Employment Report Update

Today's employment situation report showed a month-over-month loss of 84,000 jobs and a jump in the unemployment rate to 6.1%.  Prior months were revised lower (larger job losses) so the report is even weaker than it seems on the surface.

As we noted yesterday, there is a factor affecting all of these data -- the "emergency" extension of unemployment benefits.  This has distorted the normal relationship between initial jobless claims and the monthly change in non-farm payrolls.  If we give some  credence to today's report, it suggests that initial claims have indeed been somewhat exaggerated.

To be very clear about this, the jobless claims are from people who are actually unemployed and deserve benefits, so it is not a "fake" count.  It is more like taking unemployed from a long period of time and bunching them into a single month.

The jump in the unemployment rate may reflect the same factor.  To qualify for unemployment benefits one must be actively looking for work -- the same test that is used to be counted as unemployed in the survey.  Steve Liesman on CNBC just raised this question.  He wondered whether respondents who were getting unemployment benefits might respond to the employment survey question differently, just to be consistent.

It is an interesting thought.  We might add that most people do not understand or believe the difference between government agencies.  The federal unemployment pollsters do not report to the state employment agencies, but who knows or believes that?

Conclusion

Serious job losses continue, indicative of a weak economy, operating below normal trend growth.  Job losses in this range are consistent with GDP growth of about 1%.

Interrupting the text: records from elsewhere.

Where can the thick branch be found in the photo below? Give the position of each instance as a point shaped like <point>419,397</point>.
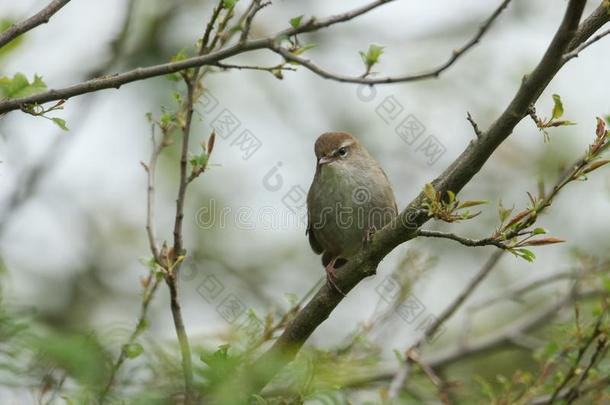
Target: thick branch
<point>427,74</point>
<point>42,17</point>
<point>404,227</point>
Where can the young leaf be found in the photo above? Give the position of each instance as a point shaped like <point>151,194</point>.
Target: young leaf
<point>558,107</point>
<point>371,57</point>
<point>229,3</point>
<point>525,254</point>
<point>600,129</point>
<point>430,192</point>
<point>60,123</point>
<point>211,142</point>
<point>295,22</point>
<point>471,203</point>
<point>133,350</point>
<point>303,49</point>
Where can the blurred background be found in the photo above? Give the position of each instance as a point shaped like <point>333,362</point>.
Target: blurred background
<point>72,204</point>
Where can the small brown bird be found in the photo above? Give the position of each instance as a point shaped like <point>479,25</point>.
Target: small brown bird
<point>350,197</point>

We might not ever reach the popular recession rule of thumb of two quarters of negative growth, but prolonged loss of potential output is just as serious.  Dueling politicians and economists will debate whether this is technically a recession, including the Bush spokesman this morning saying (predictably) that it is not.  Meanwhile, the odds increase that the official NBER action will eventually call this a recession.  If so, the starting date will go back to the peak of growth.